A First Approach
$$
\begin{align}
n\prod_{k=1}^n\left(\frac{2k-1}{2k}\right)^2
&=\frac14\prod_{k=2}^n\left(\frac{2k-1}{2k}\right)^2\frac{k}{k-1}\tag{1a}\\
&=\frac14\prod_{k=2}^n\frac{2k-1}{2k}\frac{2k-1}{2k-2}\tag{1b}\\
&=\frac14\prod_{k=2}^n\frac{\color{#C00}{k-1/2}}{\color{#090}{k}}\frac{\color{#75F}{k-1/2}}{\color{#C90}{k-1}}\tag{1c}\\
&=\frac14\color{#C00}{\frac{\Gamma(n+1/2)}{\Gamma(3/2)}}\color{#090}{\frac{\Gamma(2)}{\Gamma(n+1)}}\color{#75F}{\frac{\Gamma(n+1/2)}{\Gamma(3/2)}}\color{#C90}{\frac{\Gamma(1)}{\Gamma(n)}}\tag{1d}\\[3pt]
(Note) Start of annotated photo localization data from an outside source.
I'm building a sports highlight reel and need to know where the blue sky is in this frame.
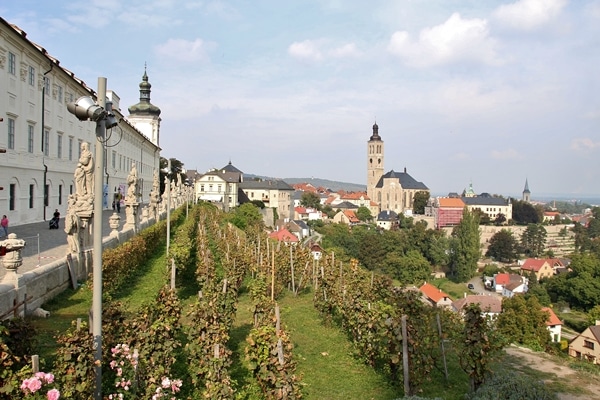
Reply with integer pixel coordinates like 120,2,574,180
2,0,599,198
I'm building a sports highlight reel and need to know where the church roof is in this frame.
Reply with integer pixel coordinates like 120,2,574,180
128,68,161,117
375,169,428,190
221,161,243,174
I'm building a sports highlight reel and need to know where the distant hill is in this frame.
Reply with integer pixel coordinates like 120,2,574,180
245,175,366,193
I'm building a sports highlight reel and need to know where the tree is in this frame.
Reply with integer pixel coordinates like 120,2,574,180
496,296,551,351
494,213,506,226
485,229,517,262
520,224,547,257
468,371,558,400
412,191,429,215
454,304,505,392
356,206,372,222
299,192,322,210
228,203,263,230
159,156,187,195
511,199,541,224
448,209,481,282
383,250,431,284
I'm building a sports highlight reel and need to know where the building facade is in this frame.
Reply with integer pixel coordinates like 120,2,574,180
0,17,161,225
239,179,294,219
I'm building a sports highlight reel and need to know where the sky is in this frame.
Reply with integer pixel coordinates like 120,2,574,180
2,0,599,199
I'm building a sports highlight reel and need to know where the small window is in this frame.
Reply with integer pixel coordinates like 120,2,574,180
29,184,34,209
9,184,16,211
44,77,50,95
584,340,595,350
57,133,63,158
7,118,15,150
28,124,34,153
44,130,50,156
8,52,16,75
28,66,35,86
68,137,74,161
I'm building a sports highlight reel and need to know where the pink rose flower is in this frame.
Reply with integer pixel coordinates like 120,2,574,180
47,388,60,400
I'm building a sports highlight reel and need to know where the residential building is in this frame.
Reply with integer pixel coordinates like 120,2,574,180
493,273,528,295
0,17,160,225
426,197,465,229
239,179,294,219
520,258,564,281
419,282,453,308
376,210,398,230
333,209,359,225
366,122,429,215
452,295,503,318
542,307,562,343
461,194,512,222
268,228,298,244
194,162,243,211
568,321,600,364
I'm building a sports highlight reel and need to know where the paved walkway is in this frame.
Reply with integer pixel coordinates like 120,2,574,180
0,210,123,280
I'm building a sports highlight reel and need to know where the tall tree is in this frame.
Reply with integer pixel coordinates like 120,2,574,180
448,209,481,282
511,199,541,224
159,156,187,195
356,206,372,222
496,296,551,351
412,191,430,214
520,224,547,257
485,229,518,262
299,191,322,210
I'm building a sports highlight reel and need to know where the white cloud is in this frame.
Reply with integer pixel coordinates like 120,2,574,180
493,0,567,30
329,43,361,58
288,40,323,61
571,138,600,152
491,148,521,159
387,13,499,67
154,38,216,63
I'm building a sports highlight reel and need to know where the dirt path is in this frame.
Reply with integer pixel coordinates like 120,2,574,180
505,345,600,399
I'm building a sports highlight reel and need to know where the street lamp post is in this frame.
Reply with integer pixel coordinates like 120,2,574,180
166,158,171,257
67,77,117,400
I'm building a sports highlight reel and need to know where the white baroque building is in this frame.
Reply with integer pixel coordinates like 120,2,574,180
0,17,161,225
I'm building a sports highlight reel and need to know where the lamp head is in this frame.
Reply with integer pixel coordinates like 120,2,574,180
67,96,106,122
104,101,118,129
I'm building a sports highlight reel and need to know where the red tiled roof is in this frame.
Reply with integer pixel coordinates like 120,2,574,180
521,258,564,272
268,229,299,242
419,283,451,303
452,295,502,314
343,210,360,223
495,273,510,285
541,307,562,326
438,198,465,208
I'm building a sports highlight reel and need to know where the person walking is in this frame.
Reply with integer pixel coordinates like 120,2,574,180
0,215,8,238
50,209,60,229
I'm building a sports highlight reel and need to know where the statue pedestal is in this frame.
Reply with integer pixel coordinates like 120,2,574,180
125,202,139,232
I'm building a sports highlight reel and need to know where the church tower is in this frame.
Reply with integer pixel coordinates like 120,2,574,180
367,122,384,202
127,66,162,147
522,179,531,203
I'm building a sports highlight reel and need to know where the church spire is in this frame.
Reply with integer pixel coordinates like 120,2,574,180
522,178,531,202
128,65,161,117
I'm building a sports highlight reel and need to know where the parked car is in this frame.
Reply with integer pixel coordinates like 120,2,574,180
467,283,475,290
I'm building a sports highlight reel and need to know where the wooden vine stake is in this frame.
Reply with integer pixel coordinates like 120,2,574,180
271,248,275,301
170,258,176,290
437,313,449,380
290,246,296,294
402,315,410,396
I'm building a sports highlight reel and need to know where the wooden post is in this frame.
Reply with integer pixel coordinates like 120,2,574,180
437,313,449,380
290,246,296,294
271,249,275,301
402,315,410,396
31,355,39,373
170,258,176,290
77,318,82,330
277,338,284,366
275,304,281,334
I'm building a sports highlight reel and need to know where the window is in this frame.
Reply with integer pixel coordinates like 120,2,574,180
44,184,49,207
43,130,50,156
9,184,15,211
78,140,83,159
218,185,222,193
7,118,15,150
57,86,63,103
584,340,595,350
57,133,63,158
28,124,34,153
44,77,50,95
8,52,16,75
28,66,35,86
200,185,204,192
29,185,34,208
68,137,73,160
58,185,62,205
112,150,116,169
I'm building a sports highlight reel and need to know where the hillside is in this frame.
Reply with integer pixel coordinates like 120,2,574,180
245,174,366,192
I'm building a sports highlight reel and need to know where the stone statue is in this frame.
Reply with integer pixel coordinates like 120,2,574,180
64,194,79,253
75,142,94,198
126,162,138,202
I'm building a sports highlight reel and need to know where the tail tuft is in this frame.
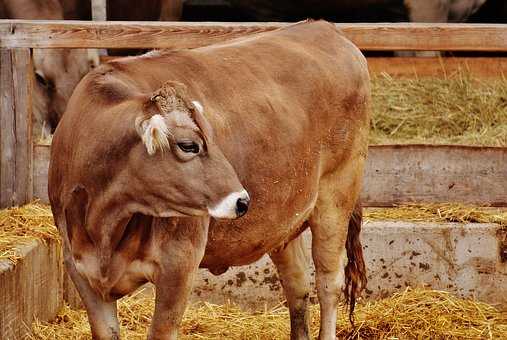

&=\frac1\pi\frac{\Gamma(n+1/2)^2}{\Gamma(n+1)\,\Gamma(n)}\tag{1e}\\[3pt]
&\le\frac1\pi\tag{1f}
\end{align}
$$
Explanation:
$\text{(1a)}$: pull the $k=1$ term out front and bring $n$ inside as a telescoping product
$\text{(1b)}$: rearrange terms
$\text{(1c)}$: divide numerator and denominator by $2$
$\text{(1d)}$: write the products as ratios of the Gamma function, using $\Gamma(x+1)=x\,\Gamma(x)$
$\text{(1e)}$: collect terms using $\Gamma(1)=\Gamma(2)=1$ and $\Gamma(3/2)=\sqrt\pi/2$
$\text{(1f)}$: $\Gamma(x)$ is log-convex
Thus, we get the stronger
$$
\prod_{k=1}^n\frac{2k-1}{2k}\le\frac1{\sqrt{\pi n}}\tag2
$$
A Slightly Simpler Approach with a Better Bound
$$
\begin{align}
\prod_{k=1}^n\frac{2k-1}{2k}
&=\prod_{k=1}^n\frac{(2k-1)2k}{4k^2}\tag{3a}\\
&=\frac1{4^n}\binom{2n}{n}\tag{3b}\\
&\le\frac1{\sqrt{\pi\!\left(n+\frac14\right)}}\tag{3c}
\end{align}
$$
Explanation:
$\text{(3a)}$: multiply numerator and denominator by $2k$
$\text{(3b)}$: $\prod\limits_{k=1}^n(2k-1)2k=(2n)!$ and $\prod\limits_{k=1}^n2k=2^nn!$
$\text{(3c)}$: inequality $(9)$ from this answer
In fact, using inequality $(10)$ from this answer, we get
$$
\frac1{\sqrt{\pi\!\left(n+\frac13\right)}}\le\prod_{k=1}^n\frac{2k-1}{2k}\le\frac1{\sqrt{\pi\!\left(n+\frac14\right)}}\tag4
$$